Texas freeze leaves millions in northern Mexico without power
Mexico’s government-owned utility says operations were stunted as the winter storm in Texas froze natural gas pipelines.
Freezing weather in the US state of Texas left almost five million people in northern Mexico without power early on Monday, as a shortage of natural gas disrupted electricity production.
Mexico’s government-owned utility, the Federal Electricity Commission (CFE), said on Monday its operations were interrupted as the winter storm in Texas froze natural gas pipelines.
Mexico uses gas to generate about 60 percent of its power, compared with about 40 percent in the United States, and the country built pipelines to take advantage of cheap natural gas from its northern neighbour.
A deep freeze across Texas during the weekend took a toll on the energy industry in the largest US crude-producing state, shutting oil refineries and forcing restrictions from natural gas pipeline operators.
The Mexican utility said that by midday Monday, it had restored power to about 65 percent of the 4.8 million customers affected by the blackout, mainly in the northern border states of Chihuahua, Coahuila, Nuevo Leon and Tamaulipas.
A smaller number of users were also affected in Durango and Zacatecas.
The CFE’s director of fuel purchasing, Miguel Reyes Hernandez, said the situation in Texas choked off imports of gas that Mexico uses to run many of its power plants.
“Electricity demand in the United States rose by a little over 20 percent in just four days,” Reyes Hernandez said.
“The increase was due precisely to the drop in temperatures, and obviously the use of heating in the United States meant an increase in natural gas demand on the one hand, and precisely because of the low temperatures, there was a decrease in renewable energy.”
He said US wind turbines “had their blades frozen … and there was freezing in many pipelines and even at wells.”
In Midland, the heart of the West Texas shale region, a record snowfall and temperatures that hit a 32-year low closed offices and businesses. Temperatures are expected to rise above freezing on Tuesday.

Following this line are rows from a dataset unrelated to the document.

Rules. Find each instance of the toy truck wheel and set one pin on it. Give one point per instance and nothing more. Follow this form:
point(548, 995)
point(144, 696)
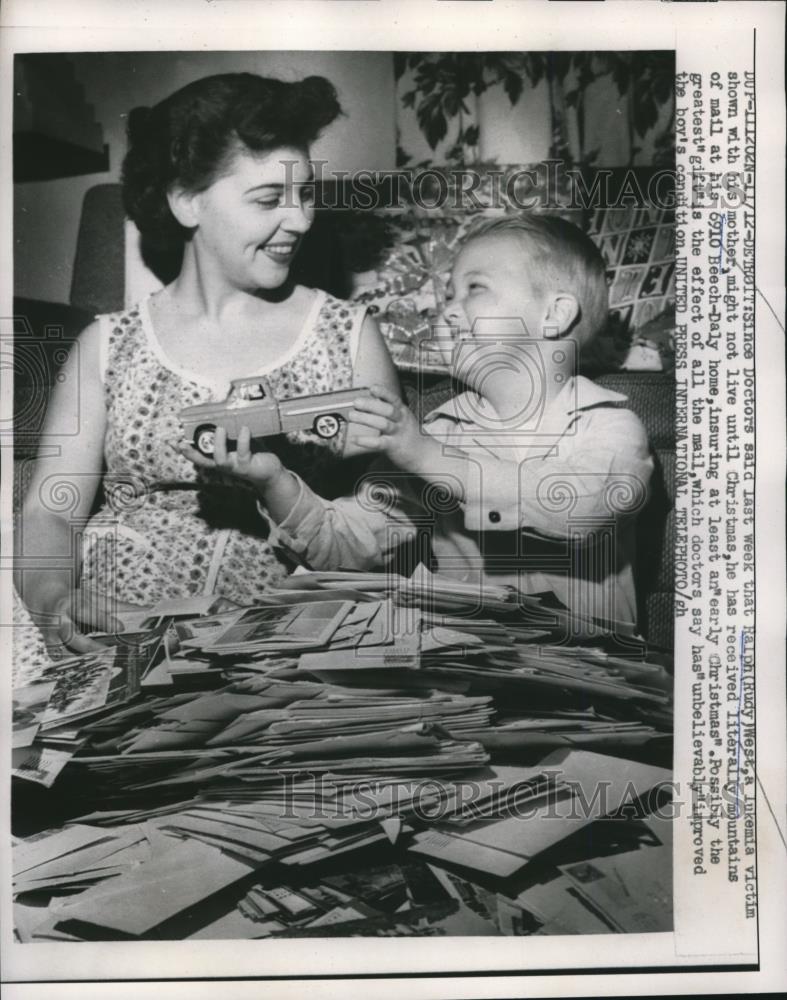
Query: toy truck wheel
point(205, 439)
point(327, 425)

Earlier on Monday, Mexican President Andres Manuel Lopez Obrador dismissed suggestions the outage could be linked to a “boycott” by private power generators upset at his plan to strengthen the CFE.
An energy nationalist, Lopez Obrador wants to bolster state control of the industry, arguing that previous governments skewed the power market in favour of the private sector.
“The technicians from the Federal Electricity Commission are already working on it,” he said during his morning news conference.
“It’s because of the bad weather,” he said, “but it won’t last long.”